= Kypriaka Chronika =

Historical periodical published in Cyprus in 1923–1937

Kypriaka Chronika (Κυπριακά Χρονικά, "Cypriot Chronicles") was a historical periodical published in Cyprus in 1923–1937, containing details about all aspects of the history of the island. The magazine was established at a time when there were no other periodicals of any kind published in Cyprus, and was a brainchild of a diverse nucleus typical of any intellectual movement: a cleric, a doctor, an industrialist and a professor.

==Origins==
The publication of Kypriaka Chronica started in January 1923 and was managed by a four-member committee: The Bishop of Kition Nikodemos Mylonas, prof Ioannis Antiphon Sykoutris, Loukis Z. Pierides and Dr Neoclis Kyriazis. A preface quotation by former District Commissioner of Larnaca, Claude Delaval Cobham stated that the aim was "to collect and publish every fragment of written and traditionary lore which can throw light on the history of the Island".

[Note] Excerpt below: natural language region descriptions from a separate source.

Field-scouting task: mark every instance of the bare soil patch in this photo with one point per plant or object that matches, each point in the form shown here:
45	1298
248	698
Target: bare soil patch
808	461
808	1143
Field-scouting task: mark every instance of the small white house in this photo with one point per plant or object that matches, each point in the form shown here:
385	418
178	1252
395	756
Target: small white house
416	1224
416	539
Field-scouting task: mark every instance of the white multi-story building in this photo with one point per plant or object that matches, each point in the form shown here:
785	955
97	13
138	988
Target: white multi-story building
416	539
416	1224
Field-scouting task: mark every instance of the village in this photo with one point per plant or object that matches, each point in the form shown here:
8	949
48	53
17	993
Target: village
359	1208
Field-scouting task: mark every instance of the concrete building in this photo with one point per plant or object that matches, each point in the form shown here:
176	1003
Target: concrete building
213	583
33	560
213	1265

Several subject matters were considered for publication:
1. Original dissertations on philology, history, archaeology, science, economics etc., always with a preference for those relating the most directly to Cyprus.
2. Essays and translations of such dissertations with special reference to Cyprus.
3. Unpublished manuscripts and documents of Cypriot history, inscriptions and other monuments of the past.
4. Unpublished records of the life and language of the Cypriot people of today (traditions, tales, songs, myths, toponyms and folk lore records of every kind.
5. Book reviews and summaries of scientific and philological works, Greek or European.

==Contents==
The magazine was published in 13 annual volumes as there were no issues in 1928 and 1932. In total there were 4200 pages.

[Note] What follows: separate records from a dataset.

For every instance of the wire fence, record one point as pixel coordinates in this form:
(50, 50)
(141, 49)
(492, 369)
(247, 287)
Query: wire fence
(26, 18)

Although the presentation of the material was not scientifically archived, the main aim of the magazine was to salvage, at all costs, material that would otherwise be lost for ever. For this reason, the primary focus was to copy or record any type on information relating to the aims of the magazine, leaving the assessment and the scientific evaluation of the material to future researchers.

The collected material shed light on many unknown aspects of the Cypriot history, including hitherto unknown facts about the island during Byzantine and Ottoman times.

Some subject matters included: Church and religious studies, consulate documents and affairs, financial and commercial events, monasteries and villages of Cyprus, folklore (including medical folklore), archaeology, and information about life on the island, particularly in Larnaca.

Major contributors to the magazine were Neoclis Kyriazis (2680 pages, 64% of the total), Ioannis Sykoutris (319 pages, 7. 6% of the total), and Nikodemos Mylonas (200 pages, 4.8% of the total. Others were L Philippou (171 pages), and Ioannis Peristianis (112 pages), with several others.

==Examples of text==
1. Superstitions: About three months after death, some people used to break the legs of the corpse so that the dead would not be able to return to earth and take someone else with him/her.

2. Folklore sayings found only in Cyprus:
- Έριξε σίερο (literally "he threw iron"), i.e. "he insisted extremely". From the nautical term "throw ancor", i.e. "stay where you are without changing your position".
- Λύει τον η μίλλα μου (literally "my fat melts him"), i.e. "I feel very sorry for him".
- These and several hundred other popular sayings or slang were recorded and saved from certain extinction from the Cypriot dialect.